It is with great pleasure that Simone Subal Gallery announces the opening of Florian Meisenberg’s “In Flames Leaving Las Vegas” on Thursday, September 13, 2018. This is Meisenberg’s third solo show at the gallery. The exhibition runs until October 28, 2018. Please join us for an opening reception on September 13 from 6 – 8 pm.
For the past several years, Florian Meisenberg’s practice has engaged the various permutations of mediums, whether the canvas of a painting or the screen of a digital device. In these complex projects, the oil that coalesced the pigment in oil paint and the code that powered the various software experiments were functionally and theoretically the same. Distinctions between the analogue and the digital were effectively elided, opening a number of considerations about how knowledge is both disseminated and received.
Meisenberg’s latest show “In Flames Leaving Las Vegas” initiates new creative grounds. If his previous projects exerted an external pressure, his latest paintings, sculptures, and videos delve deep inside the mind: contemplation and dreams, states of psychosis and moments of lucidity. Meisenberg has in the past transgressed the various permutations of mediums, now it’s the movement between the imagined and the real, the ideal and the material, the ways these diametrically opposed states imbricate the other.
“In Flames Leaving Las Vegas” is a show of amorphous irrationalities, one in which the different states continually reference one another. The larger walls of the gallery are covered in wallpaper—the printed image is familiarly allusive, and its form suggests a kind of circuitry. Placed atop of this surface is an arrangement of paintings of various sizes. The compositions are housed in large, brushed aluminum panels of varying shapes and dimensions and are distinct objects themselves. Incised on the panels is a line that rises and falls, turning back upon itself. It resembles the moment a flame is just about to burst into something larger. A sense of movement and an unfolding landscape is also apparent; the gesture evokes physical and narrative associations. Its flow is punctuated by either the paintings, which are flush with the frames’ surface, or the engraved word “text,” which is a placeholder for thoughts, especially those of the viewer. The paintings reflect Meisenberg’s effort to embrace and follow intuitive impulses. They represent inner states: the various conflations of thoughts, the often unsettled and contradictory life of dreams. The depictions are gestural and filled with signifying chains and allusions. Certain figures and motifs appear several times like in a recurring dream or a state of compulsive thinking. What cannot be missed is the tremendous energy each composition possesses.

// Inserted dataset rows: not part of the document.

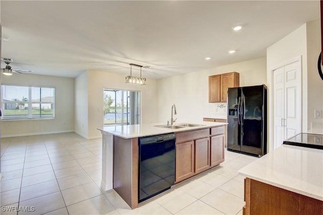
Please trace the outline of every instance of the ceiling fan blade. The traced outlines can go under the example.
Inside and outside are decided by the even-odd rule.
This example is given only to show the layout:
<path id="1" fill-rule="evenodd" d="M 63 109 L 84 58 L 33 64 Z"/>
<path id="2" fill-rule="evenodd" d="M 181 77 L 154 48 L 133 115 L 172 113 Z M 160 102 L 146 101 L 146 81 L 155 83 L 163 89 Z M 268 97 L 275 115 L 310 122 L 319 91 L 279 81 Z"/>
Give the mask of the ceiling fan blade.
<path id="1" fill-rule="evenodd" d="M 34 71 L 33 70 L 24 70 L 24 69 L 12 69 L 13 71 L 18 72 L 17 73 L 19 73 L 20 71 L 22 72 L 28 72 L 28 73 L 33 73 Z"/>

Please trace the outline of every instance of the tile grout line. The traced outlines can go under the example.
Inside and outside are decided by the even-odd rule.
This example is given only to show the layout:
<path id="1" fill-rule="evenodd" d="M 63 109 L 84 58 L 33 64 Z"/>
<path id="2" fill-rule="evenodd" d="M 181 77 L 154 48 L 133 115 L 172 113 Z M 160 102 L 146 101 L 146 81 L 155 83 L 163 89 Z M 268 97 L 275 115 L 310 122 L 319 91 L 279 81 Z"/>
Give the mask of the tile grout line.
<path id="1" fill-rule="evenodd" d="M 64 204 L 65 205 L 65 208 L 66 208 L 66 211 L 67 211 L 67 213 L 68 213 L 68 214 L 69 215 L 70 213 L 69 212 L 69 210 L 67 209 L 67 206 L 66 205 L 66 203 L 65 202 L 65 199 L 64 199 L 64 197 L 63 196 L 63 193 L 62 193 L 62 190 L 61 189 L 61 187 L 60 186 L 60 184 L 59 183 L 59 181 L 58 181 L 58 180 L 57 179 L 57 177 L 56 177 L 56 174 L 55 174 L 55 171 L 54 171 L 54 168 L 53 168 L 53 167 L 52 166 L 52 164 L 51 163 L 51 161 L 50 160 L 50 158 L 49 158 L 49 155 L 48 155 L 48 152 L 47 151 L 47 147 L 46 146 L 46 145 L 44 143 L 44 145 L 45 145 L 45 148 L 46 148 L 46 152 L 47 152 L 47 155 L 48 156 L 48 159 L 49 159 L 49 162 L 50 162 L 50 166 L 51 166 L 51 169 L 52 169 L 52 172 L 54 173 L 54 175 L 55 176 L 55 178 L 56 179 L 56 183 L 57 183 L 57 185 L 59 186 L 59 189 L 60 189 L 60 192 L 61 193 L 61 195 L 62 196 L 62 198 L 63 199 L 63 201 L 64 202 Z M 56 210 L 58 210 L 59 209 L 61 209 L 61 208 L 64 208 L 64 207 L 61 207 L 60 208 L 56 209 L 55 209 L 53 210 L 52 210 L 52 211 Z M 47 212 L 46 212 L 46 213 L 49 212 L 51 212 L 51 211 L 47 211 Z"/>

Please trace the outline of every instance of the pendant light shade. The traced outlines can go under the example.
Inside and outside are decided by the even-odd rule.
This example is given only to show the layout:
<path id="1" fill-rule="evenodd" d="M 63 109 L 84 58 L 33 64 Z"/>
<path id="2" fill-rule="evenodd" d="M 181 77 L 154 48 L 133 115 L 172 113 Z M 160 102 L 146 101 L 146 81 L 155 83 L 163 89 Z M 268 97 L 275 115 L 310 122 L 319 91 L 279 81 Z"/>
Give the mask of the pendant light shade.
<path id="1" fill-rule="evenodd" d="M 130 75 L 126 77 L 126 84 L 132 84 L 133 85 L 145 85 L 146 78 L 141 77 L 141 67 L 142 65 L 130 63 Z M 132 76 L 132 66 L 140 67 L 140 77 L 136 77 Z"/>
<path id="2" fill-rule="evenodd" d="M 4 68 L 3 73 L 6 76 L 11 76 L 12 75 L 12 69 L 11 69 L 11 66 L 7 65 L 6 66 L 6 68 Z"/>

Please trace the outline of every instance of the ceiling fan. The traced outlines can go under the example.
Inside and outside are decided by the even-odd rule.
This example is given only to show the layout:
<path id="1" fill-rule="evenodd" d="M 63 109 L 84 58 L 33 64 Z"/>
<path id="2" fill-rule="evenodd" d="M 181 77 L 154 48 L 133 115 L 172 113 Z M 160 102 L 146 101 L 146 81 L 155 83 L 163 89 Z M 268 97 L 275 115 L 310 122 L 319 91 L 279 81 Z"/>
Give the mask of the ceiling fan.
<path id="1" fill-rule="evenodd" d="M 32 70 L 13 69 L 12 68 L 11 65 L 9 65 L 10 63 L 13 62 L 14 60 L 12 59 L 2 57 L 1 59 L 3 60 L 7 64 L 5 68 L 1 68 L 1 70 L 3 71 L 3 73 L 4 74 L 4 75 L 6 75 L 7 76 L 11 76 L 13 72 L 21 74 L 22 73 L 32 73 L 33 71 L 34 71 Z"/>

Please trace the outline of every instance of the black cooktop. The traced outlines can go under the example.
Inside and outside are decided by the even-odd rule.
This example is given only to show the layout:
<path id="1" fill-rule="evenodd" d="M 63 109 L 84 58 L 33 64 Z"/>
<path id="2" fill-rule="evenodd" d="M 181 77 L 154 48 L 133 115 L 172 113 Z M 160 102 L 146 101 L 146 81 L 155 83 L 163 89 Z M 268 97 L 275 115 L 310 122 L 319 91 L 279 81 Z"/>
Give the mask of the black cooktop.
<path id="1" fill-rule="evenodd" d="M 284 140 L 283 144 L 323 150 L 323 135 L 300 133 Z"/>

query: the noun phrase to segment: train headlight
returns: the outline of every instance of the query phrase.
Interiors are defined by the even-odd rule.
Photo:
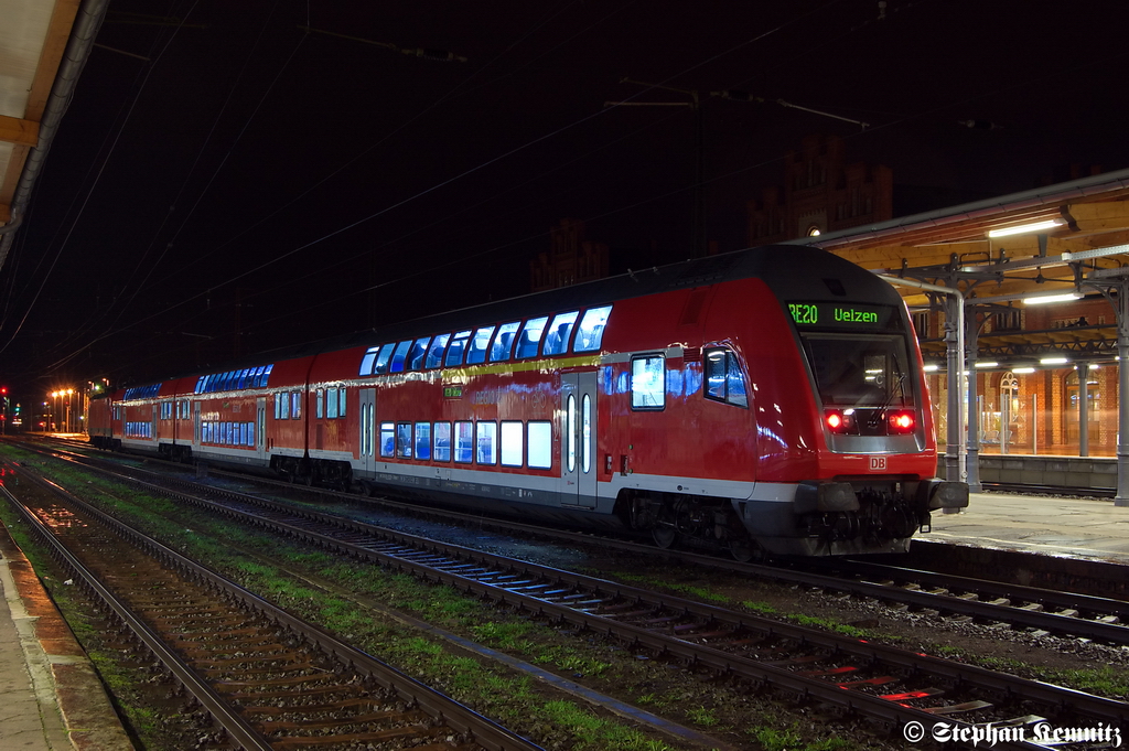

The multivalent narrative evoked in the arrangement of paintings and forms is given an added degree of complexity from the two sculptures at adjacent ends of the space. Both pieces feature a sheet of Plexiglas fashioned into the shape of cat—it’s bodily image printed onto the surface. They rest a top a plinth that conjures thoughts of geologic stratification submerged in a viscous liquid. These island-like structures are like diving boards into another mental territory. The cat’s faces have been left blank, and filling the void is a projection of Nicholas Cage’s visage, which has been animated digitally to transform a found dialogue into an unsettling, murmured soliloquy. Viewers can listen to the conversation on wireless headphones, moving about the space in their own time. The disquieting sense one gets upon experiencing the films infuses the paintings and their own internal juxtapositions with an ever more nuanced understanding of how the boundaries between the mind and the world is porous and arbitrary.